The air has changed. Leaves are rustling on the ground, fallen, clearing the space for kitchen smells to gently waft throughout Waukee. A hint of homemade apple pie dances with the scent of a savory butternut squash soup.
Unfortunately, for some Waukee families, these delicious scents are not as common as the stress of built-up bills and empty cupboards. This is where the Waukee Area Christian Food Pantry enters the picture, opening its welcoming doors twice a week to provide emergency food supplies and personal items to those in need. Local churches combined forces to make the pantry – an entity of Waukee Area Christian Services (WACS) – a reality in October of 2005.
WACS Director Melissa Stimple (pictured above) has been with the organization since its inception. After nine years, she’s still inspired every day by witnessing the difference the organization makes in people’s lives. “Every day is like the first one all over again,” Stimple said.
How the Pantry Works
Food and personal items are donated to the food pantry through local churches, individuals and businesses. The products are then redistributed to individuals and families in need.
The pantry is available to those living within the Waukee School District and/or those recommended by one of the eight partner churches involved in WACS. “We serve all types of people, from seniors to everyday families to single mothers,” Stimple said.
New clients go through a brief screening process, fill out a short information form, and provide proof of residence and photo identification. A week’s worth of groceries is then dispensed upon approval, allowed once per calendar month. The groceries include enough items to prepare three meals per day.

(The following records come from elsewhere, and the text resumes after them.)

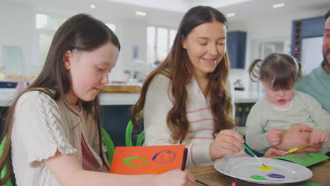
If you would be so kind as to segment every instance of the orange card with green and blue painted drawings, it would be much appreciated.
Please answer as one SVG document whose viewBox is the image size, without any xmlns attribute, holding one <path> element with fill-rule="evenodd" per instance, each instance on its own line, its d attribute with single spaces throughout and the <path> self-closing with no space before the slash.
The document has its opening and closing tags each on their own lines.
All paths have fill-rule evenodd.
<svg viewBox="0 0 330 186">
<path fill-rule="evenodd" d="M 184 170 L 186 158 L 185 145 L 116 147 L 110 173 L 140 175 Z"/>
</svg>

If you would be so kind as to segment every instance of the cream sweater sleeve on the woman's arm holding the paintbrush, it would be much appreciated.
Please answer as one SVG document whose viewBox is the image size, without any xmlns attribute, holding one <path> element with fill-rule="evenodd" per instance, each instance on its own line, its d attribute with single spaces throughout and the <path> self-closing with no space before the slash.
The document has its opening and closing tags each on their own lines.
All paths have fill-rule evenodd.
<svg viewBox="0 0 330 186">
<path fill-rule="evenodd" d="M 164 75 L 158 75 L 149 85 L 144 114 L 145 144 L 144 145 L 172 145 L 171 131 L 166 118 L 167 113 L 173 107 L 171 102 L 170 81 Z M 169 89 L 170 87 L 170 89 Z M 169 90 L 169 91 L 168 91 Z M 188 156 L 186 167 L 211 162 L 209 158 L 209 144 L 186 144 Z"/>
</svg>

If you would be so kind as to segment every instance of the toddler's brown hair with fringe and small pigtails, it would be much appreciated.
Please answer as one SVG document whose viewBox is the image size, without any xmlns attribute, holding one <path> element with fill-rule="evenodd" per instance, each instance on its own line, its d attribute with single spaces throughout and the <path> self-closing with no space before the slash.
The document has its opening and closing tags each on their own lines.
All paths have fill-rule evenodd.
<svg viewBox="0 0 330 186">
<path fill-rule="evenodd" d="M 249 68 L 253 82 L 262 80 L 275 90 L 291 89 L 302 74 L 302 65 L 288 54 L 269 54 L 264 61 L 256 59 Z"/>
</svg>

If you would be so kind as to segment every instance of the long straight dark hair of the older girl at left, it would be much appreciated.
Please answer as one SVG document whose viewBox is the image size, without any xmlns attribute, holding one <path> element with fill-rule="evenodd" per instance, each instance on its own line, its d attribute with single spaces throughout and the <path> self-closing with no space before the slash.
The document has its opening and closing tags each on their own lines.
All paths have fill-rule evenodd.
<svg viewBox="0 0 330 186">
<path fill-rule="evenodd" d="M 68 72 L 63 67 L 63 54 L 72 49 L 78 49 L 78 51 L 92 51 L 106 42 L 111 42 L 118 47 L 119 50 L 121 48 L 118 38 L 109 27 L 86 14 L 78 14 L 69 18 L 63 23 L 63 25 L 61 25 L 61 27 L 59 27 L 59 30 L 56 31 L 41 73 L 32 85 L 16 97 L 6 116 L 4 135 L 6 135 L 7 140 L 4 154 L 2 154 L 0 159 L 0 170 L 2 171 L 4 165 L 7 163 L 8 172 L 4 178 L 0 180 L 0 185 L 4 185 L 7 182 L 11 177 L 13 170 L 13 167 L 11 166 L 11 130 L 13 128 L 15 106 L 20 96 L 25 92 L 39 90 L 48 94 L 55 101 L 63 100 L 65 106 L 75 113 L 65 99 L 65 94 L 69 92 L 71 85 L 68 78 Z M 87 116 L 92 116 L 97 123 L 100 157 L 106 165 L 102 155 L 102 135 L 98 96 L 94 101 L 82 101 L 79 99 L 78 102 L 80 106 L 82 106 L 82 110 L 87 113 Z M 79 121 L 77 125 L 80 122 L 81 121 Z M 4 139 L 4 137 L 2 139 Z"/>
</svg>

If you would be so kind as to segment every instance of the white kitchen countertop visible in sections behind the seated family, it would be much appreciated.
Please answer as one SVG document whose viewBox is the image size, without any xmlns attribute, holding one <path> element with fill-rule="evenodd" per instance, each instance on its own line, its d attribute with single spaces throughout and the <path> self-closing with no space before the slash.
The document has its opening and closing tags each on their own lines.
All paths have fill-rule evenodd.
<svg viewBox="0 0 330 186">
<path fill-rule="evenodd" d="M 0 90 L 0 106 L 7 106 L 15 96 L 15 89 Z M 235 91 L 235 103 L 255 103 L 260 99 L 259 94 L 254 92 Z M 101 105 L 133 105 L 138 101 L 140 94 L 100 94 Z"/>
</svg>

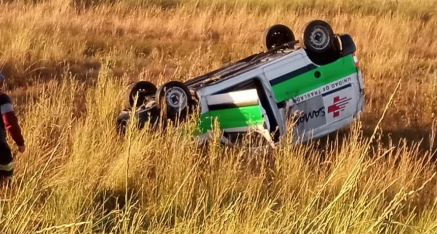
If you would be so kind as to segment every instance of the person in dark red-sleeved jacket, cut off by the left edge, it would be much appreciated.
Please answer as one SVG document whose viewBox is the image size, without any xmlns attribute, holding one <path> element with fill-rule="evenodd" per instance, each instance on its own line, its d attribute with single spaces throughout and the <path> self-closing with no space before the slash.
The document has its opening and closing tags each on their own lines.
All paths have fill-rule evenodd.
<svg viewBox="0 0 437 234">
<path fill-rule="evenodd" d="M 6 141 L 7 132 L 18 146 L 20 153 L 23 153 L 26 148 L 20 125 L 12 108 L 11 98 L 3 92 L 4 82 L 5 76 L 0 74 L 0 115 L 2 116 L 2 121 L 0 121 L 0 180 L 11 178 L 14 173 L 12 152 Z"/>
</svg>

To keep things as convenient as possible for its clients, appointments are not required and all goods and services are available on a first-come, first-serve basis.
Full Service Agency
Waukee Area Christian Services (WACS) did not mess around when they claimed the word “services” in their name. Its Free Clinic offers necessary services to all ages, including sports physicals, minor illness and injury care, diabetes testing and chronic disease management. Free Clinic hours are Mondays from 5:30 PM – 7:00 PM. Open since 2009, its mission is to serve the under-
Stimple mentioned that there is currently an opening for a Clinic Medical Director that needs to be filled by an interested MD, DO or Nurse Practitioner.
WACS has also created The Fruitful Vine Garden, a community garden that was first planted in 2010. This garden is not your typical backyard plot. Rows and rows of fruits and vegetables grow on the Westview Church grounds for the WACS to distribute through the pantry. Volunteers, including the Dallas County Master Gardeners, keep the plants in tip-top shape and additional hard-working hands are always welcome during its three weekly shifts.
“This is the garden’s fourth year, and so far we’ve harvested tomatoes, cucumbers, kale, turnips, squash, green beans and beets, along with some other fresh produce,” Stimple said. “We’re looking forward to harvesting asparagus, blueberries and strawberries
The WACS also offers prayers for those who ask for them. Stimple said that clients have attested that this human-spiritual connection is a meaningful aspect of the organization, as well.
Here Come the Holidays
The pantry is now gearing up to prepare boxes of Thanksgiving meal ingredients for needy families. The boxes include items such as a full turkey or ham, stuffing, canned green beans, boxed or fresh potatoes, corn muffins and fruit.
For Christmas this year, WACS will be taking the reins from the Waukee Police Department and handling the gift donations that the police have traditionally handled for the past 20 years. “This year, we will be putting together Christmas gifts and food boxes for the families we serve,” Stimple said.
“If you would like to ‘adopt’ a family, or if you are a family in need, contact us,” Stimple said. “We’ll accept as many families as possible.”
While the pantry welcomes holiday-centric donations, Stimple said that basics, such as cereal, soup, canned goods and peanut butter, are needed year-round. These donations make a significant difference for the 100 families that use the Pantry every month. While the pantry recently installed large industrial refrigerators and freezers to store perishable items, Stimple does recommend calling ahead to make sure adequate space is available before donating items that require cold storage.
“Monetary donations are also always welcome,” Stimple recommended. “Such donations allow us to purchase gift cards and items that we need.”
How to Donate
Donations – especially baby and personal needs items – are always greatly appreciated. Simply drop off goods during the pantry’s normal hours (Mondays from 4:00 PM – 6:00 PM and Thursdays from 9:00 AM – 11:00 AM), or make a donation at one of the partner churches (listed at waukeechristianservices.org) or local businesses, including Dahl’s, Fareway, Waukee City Hall and the Waukee Police Department.
Stimple said that while the services offered through the non-profit are made possible by generous volunteers and donors, more help is always needed. So give a little time, give goods, and/or lend a helping hand. Your contribution will help to make the upcoming holidays that much warmer for our Waukee neighbors this year.